Manuel Rei de Carvalho, conhecido pelas alcunhas de Manuel dos Ovos, ou Manuel Sarrano, era, como a sua mulher, natural da Bezerra, uma aldeia “de trás da serra”, o que lhe valeu a alcunha.
Instalou-se na Ataíja de Cima já casado e com filhos, onde explorou uma taberna que adquiriu a Alfredo Ângelo e onde vendia também mercearias, alguidares, cântaros e panos.
Durante a maior parte do tempo fazia o seu negócio circulando, numa velha bicicleta onde transportava uns ceirões, por todas as aldeias dos arredores comprando ovos em troca de pano (ía, pelo menos, até Chiqueda que aí, em 1966, quando parti uma perna ao chocar com a bicicleta contra a ponte do rio Alcoa, ele foi uma das primeiras pessoas a chegar ao pé de mim). Devido ao peso das mercadorias que transportava, apenas nas descidas ou em terreno liso montava a bicicleta, indo a maior parte do tempo a pé, caminhando atrás da bicicleta que empurrava e conduzia, com mestria, segurando pelos ceirões.
Era analfabeto mas inventou um sistema de sinais constituído por cruzes, círculos e cruzes dentro de círculos, para significar as diversas moedas e notas.

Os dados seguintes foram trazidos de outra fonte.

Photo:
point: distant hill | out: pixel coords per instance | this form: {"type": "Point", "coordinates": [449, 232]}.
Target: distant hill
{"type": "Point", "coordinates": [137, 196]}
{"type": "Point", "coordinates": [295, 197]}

Sendo ele já velho tentei que me ensinasse o código mas alegou que já não se lembrava.
No ínicio dos anos cinquenta fez obras na taberna, ampliando as instalações e acrescentando-lhe um 2.º piso onde fez residência. Lembro-me dessas obras porque o meu avô Quitério tinha um pé-de-cabra, ferramenta que, como todas naquele tempo, era rara e, por isso, teve nelas a incumbência de arrancar os pregos das madeiras velhas para, endireitados, serem reutilizados.
Antes de se fixar na Ataíja. o Manuel dos Ovos era mais um dos comerciantes de Detrás da Serra que, periodicamente, passavam a vender panos, linhas, elásticos, agulhas e botões que transportavam ao dorso de mulas, recebendo ovos em pagamento. A alcunha Sarrano transmitiu-se aos filhos Fernando, Lúcia e Celeste mas não aos outros dois (Diamantina e Horácio) por evidente desnecessidade, já que a singularidade dos nomes os distinguia perfeitamente.
O filho Horácio de quem fui companheiro de brincadeiras em criança e com quem aprendi a andar de bicicleta, em velha máquina sem travões, foi proprietário de um dos primeiros automóveis de passageiros da aldeia, um velho Studbacker que às tantas foi vítima da forte rivalidade que, tendo quase sempre por motivo tentativas de namoro de raparigas da outra aldeia, naquele tempo ainda opunha os Casais de Santa Teresa à Ataíja de Cima e veio de lá, dos Casais, com uma machada (machado, na Ataíja, sempre foi dito no feminino) cravada no Capot.